Asal-Usul Berdirinya
Dinasti Fatimiyah
Dinasti Fatimiyah
berdiri pada tahun 297 H/910 M, dan berakhir pada 567 H/1171 M yang pada
awalnya hanya merupakan sebuah gerakan keagamaan yang berkedudukan di Afrika
Utara dan kemudian berpindah ke Mesir. Dinasti ini dinisbatkan kepada Fatimah
Zahra putri Nabi Muhammad SAW dan sekaligus istri Ali bin Abi Thalib dan juga
Dinasti ini mengklaim dirinya sebagai keturunan garis lurus dari pasangan Ali
bin Abi Thalib dengan Fatimah Zahra binti Rasulullah SAW. Namun masalah nasab
keturunan Fatimiyah ini masih dan terus menjadi perdebatan antara para
sejarawan. Dari dulu hingga sekarang belum ada kata kesepakatan diantara para
sejarawan mengenai nasab keturunan ini, hal ini disebabkan beberapa faktor
diantaranya; pergolakan politik dan madzhab yang sangat kuat sejak wafatnya
Rasulullah SAW dan ketidakberanian dan keengganan keturunan Fatimiyah ini untuk
mengiklankan nasab mereka, karena takut kepada penguasa, ditambah lagi
penyembunyian nama-nama para pemimpin mereka sejak Muhammad bin Ismail hingga
Ubaidillah al Mahdi.
Sejarah mencatat bahwa
kelompok fatimiyah lahir paling dahulu dibanding kelompok lain. perlu diingat bahwa
kelompok ini berkaitan dengan Fatimah, putri Nabi Muhammad yang dikawinkan
dengan Ali, kemenakannya. Dari perkawinan itu lahir Hasan dan Husain pendiri
Dinasti Fatimiyah tersebut adalah Ubaedillah, menurut pendapat kaum sunah,
sedangkan menurut para pendukung dinasti itu sendiri, adalah Al-Mahdi,
keturunan Fatimah dengan Ali. Tujuan berdirinya dinasti ini tidak lain untuk
menyingkirkan bani abbasiyah dan mengembalikan kepemimpinan islam ketangan
keluarga Ali. Tuntutan itu dilancarkan oleh kelompok syiah ismailiyah.

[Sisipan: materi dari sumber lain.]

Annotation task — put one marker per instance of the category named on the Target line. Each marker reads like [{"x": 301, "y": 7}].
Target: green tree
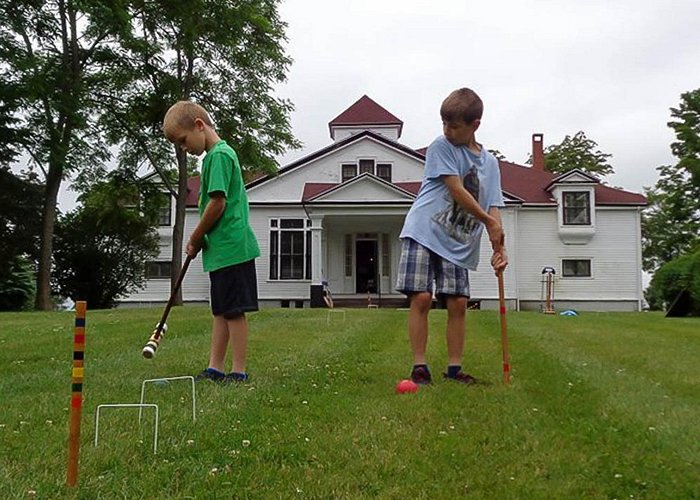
[
  {"x": 20, "y": 222},
  {"x": 671, "y": 223},
  {"x": 672, "y": 278},
  {"x": 576, "y": 152},
  {"x": 54, "y": 55},
  {"x": 227, "y": 56},
  {"x": 687, "y": 128},
  {"x": 102, "y": 247}
]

Barangkali hal itu dilakukan karena kelompok ismailiyah selama ini senantiasa
berjuang dibawah tanah melawan dinasti abbasiyah, yang dilakukan dari syiria.
Selama abad delapan dan sembilan yang telah lalu, aliran islam ismailiyah
lambat laun mendapat dukungan dari berbagai kelompok dari hampir seluruh dunia
Islam. Sampai akhinya terbentuklah jaringan propaganda yang rapi dari aliran
Ismailiyah itu dan membangun sistem keyakinan isoterik, yang diambil dari
ajaran nabi lewat Ali dan pengikutnya.[1](Islamologi sejarah, ajaran dan
peranannya dalam peradaban umat manusia, Prof. Dr. Abu Su’ud)
Dinasti Fatimiyah
beraliran Syiah Ismailiyah dan didirikan oleh Sa’id bin Husain al Salamiyah
bergelar Ubaidillah al Mahdi. Ubaidillah al Mahdi berpindah dari Suria ke
Afrika Utara karena propaganda Syiah di daerah ini mendapatan sambutan baik,
terutama dari suku Barber ketama. Dengan dukungan suku ini, Ubaidillah al Mahdi
menumbangkan gubernur Aglabiyah di Afrika, Rustamiyah Kharaji di Tahart dan
Idrisiyah Fez dijadikan sebagai bawahan.
Sejak semula bani
Fatimiyah telah menyatakan bahwa mereka adalah penguasa-penguasa yang berhak
atas seluruh dunia Islam, dan perpindahan mereka ke Mesir dan Suriah dalam
tahun 969 adalah langkah ke arah realisasi tujuan itu. Selain dari usaha
kemiliteran mereka juga melakukan kampanye propaganda yang padat di seluruh
propinsi-propinsi Asia. Ini dilaksanakan oleh sejumlah besar pendakwah, da’i.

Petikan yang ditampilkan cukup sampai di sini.